Çocukken bana ne olacaksın diye sorduklarında hep öğretmen diye cevap verirdim. Benim için öğretmen demek, bilmeyi sevmek demekti en çok, paylaşmaktı ve bilmeye kucak açan yüreklere yaren olmaktı.
Çocukken başlayan hayalim büyüdükçe küçüldü sonra. Çünkü öğrenmeye başladıkça, öğrendiklerim çoğaldıkça, öğretmenlerimin fedakarlıklarını ve sabırlarını gördükçe kendimde bu kadar inanç olmazsa, sabır olmazsa öğrencilerimi küstürebilme ve yüreklerini köreltme ihtimalinden hep korktum. Ama hayat sizin korkularınızdan kaçmanıza fırsat vermiyor.
Aslında iyi ki de vermiyor.
Öğrenim hayatımın tüm tecrübelerini soluduğum ve solumaya da devam ettiğim bu yolculukta kişiliğimin şekillendiği köşeleri değerli öğretmenlerime borçluyum. Sonra farkettim ki, onların ayak izini sürüyorum. Onların bana bıraktığı hayat bahçesinde dolaşıyorum. Bana öğrettiklerini anlatıyorum ve paylaşıyorum.
Bir süre sonra fark etim ki anlattıkça, paylaştıkça azaldı korkularım, kaygılarım.

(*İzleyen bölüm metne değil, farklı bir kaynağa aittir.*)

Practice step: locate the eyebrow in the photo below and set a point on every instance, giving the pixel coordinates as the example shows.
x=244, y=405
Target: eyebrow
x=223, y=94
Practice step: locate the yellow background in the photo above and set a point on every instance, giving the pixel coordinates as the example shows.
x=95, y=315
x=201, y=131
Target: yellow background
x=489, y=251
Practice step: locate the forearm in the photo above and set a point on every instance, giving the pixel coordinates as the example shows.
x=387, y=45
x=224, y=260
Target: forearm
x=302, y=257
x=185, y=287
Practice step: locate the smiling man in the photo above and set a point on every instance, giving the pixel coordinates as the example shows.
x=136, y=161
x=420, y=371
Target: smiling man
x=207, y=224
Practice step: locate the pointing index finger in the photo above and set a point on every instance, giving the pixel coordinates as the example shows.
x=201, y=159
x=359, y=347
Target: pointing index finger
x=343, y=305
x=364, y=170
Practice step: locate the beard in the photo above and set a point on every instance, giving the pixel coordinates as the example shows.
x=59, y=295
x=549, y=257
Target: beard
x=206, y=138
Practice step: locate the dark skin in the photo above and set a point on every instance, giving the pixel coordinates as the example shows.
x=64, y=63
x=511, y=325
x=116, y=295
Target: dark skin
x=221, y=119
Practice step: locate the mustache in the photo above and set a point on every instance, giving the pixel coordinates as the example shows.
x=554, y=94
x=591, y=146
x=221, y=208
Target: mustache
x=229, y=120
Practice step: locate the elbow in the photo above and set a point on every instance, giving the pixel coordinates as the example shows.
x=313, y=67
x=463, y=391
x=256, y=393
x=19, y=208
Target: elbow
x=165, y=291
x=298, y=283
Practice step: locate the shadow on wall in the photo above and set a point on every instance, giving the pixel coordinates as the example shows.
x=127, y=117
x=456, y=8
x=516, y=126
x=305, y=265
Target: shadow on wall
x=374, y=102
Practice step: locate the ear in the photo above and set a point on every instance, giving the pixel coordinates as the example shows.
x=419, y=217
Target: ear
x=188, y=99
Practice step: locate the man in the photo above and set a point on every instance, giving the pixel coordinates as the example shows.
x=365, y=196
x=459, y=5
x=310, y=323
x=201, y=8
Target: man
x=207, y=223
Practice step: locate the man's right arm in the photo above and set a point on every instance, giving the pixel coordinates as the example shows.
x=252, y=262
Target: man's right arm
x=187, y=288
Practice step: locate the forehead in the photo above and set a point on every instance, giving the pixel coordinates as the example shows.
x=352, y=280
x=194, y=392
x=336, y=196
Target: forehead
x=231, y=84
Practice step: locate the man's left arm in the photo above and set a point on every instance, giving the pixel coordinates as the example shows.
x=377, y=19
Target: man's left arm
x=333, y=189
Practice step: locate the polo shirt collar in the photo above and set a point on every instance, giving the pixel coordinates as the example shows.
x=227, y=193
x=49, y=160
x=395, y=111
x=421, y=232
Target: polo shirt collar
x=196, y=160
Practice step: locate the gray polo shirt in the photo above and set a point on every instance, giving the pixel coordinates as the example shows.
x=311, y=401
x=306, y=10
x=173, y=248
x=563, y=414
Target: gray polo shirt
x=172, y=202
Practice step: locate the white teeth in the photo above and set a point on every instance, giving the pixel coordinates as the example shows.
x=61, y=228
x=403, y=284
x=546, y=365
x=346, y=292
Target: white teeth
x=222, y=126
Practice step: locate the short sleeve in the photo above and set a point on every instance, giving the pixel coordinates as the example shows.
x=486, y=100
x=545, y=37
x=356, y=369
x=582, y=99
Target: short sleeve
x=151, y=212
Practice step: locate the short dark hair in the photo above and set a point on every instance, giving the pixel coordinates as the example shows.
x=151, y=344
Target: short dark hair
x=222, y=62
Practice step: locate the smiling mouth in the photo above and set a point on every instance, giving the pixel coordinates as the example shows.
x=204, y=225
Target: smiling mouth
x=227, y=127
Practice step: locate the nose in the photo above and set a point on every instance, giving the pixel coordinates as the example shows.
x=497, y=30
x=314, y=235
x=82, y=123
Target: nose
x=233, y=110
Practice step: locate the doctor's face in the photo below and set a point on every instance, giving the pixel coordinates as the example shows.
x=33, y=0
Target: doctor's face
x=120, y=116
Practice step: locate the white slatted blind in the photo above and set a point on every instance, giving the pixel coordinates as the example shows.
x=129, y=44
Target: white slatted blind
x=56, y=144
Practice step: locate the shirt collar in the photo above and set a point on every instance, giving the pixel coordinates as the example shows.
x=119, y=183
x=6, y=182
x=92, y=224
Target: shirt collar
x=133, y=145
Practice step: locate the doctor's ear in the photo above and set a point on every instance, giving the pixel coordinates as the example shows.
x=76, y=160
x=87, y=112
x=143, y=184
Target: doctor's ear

Bir süre sonra öğrencilerimle aramda adını koyamadığım ama bakışlarla konuştuğum gizli bir dil oluşmuş. Bir de baktım ki aslında onlar bana öğreten olmuşlar hayatı.
Şimdi hayatımın tam ortasındayım.
Hala öğreniyorum, bir yandan öğretmeye çalışırken.
İnanıyorum ki, en çok öğreten öğrenmeli daima.
Ona açılan kollara en çok o sarılmalı.
En çok bilmediğinin farkında olan öğreten olmalı.
Kendisiyle konuşmalı zaman zaman.
Empatinin her türlüsünü ve bambaşka dilleri öğrenmeli.
Bir gün benim öğrencilerim de onlara bırakabildiğim izlerden gelecekler peşimden.
Bana bırakılan izlerde, onlara bıraktığım izlerle karşılayacağım onları.
Ellerinden tutacağım yine ve aramızda sadece birbirimizin anladığı dilden konuşacağız yine.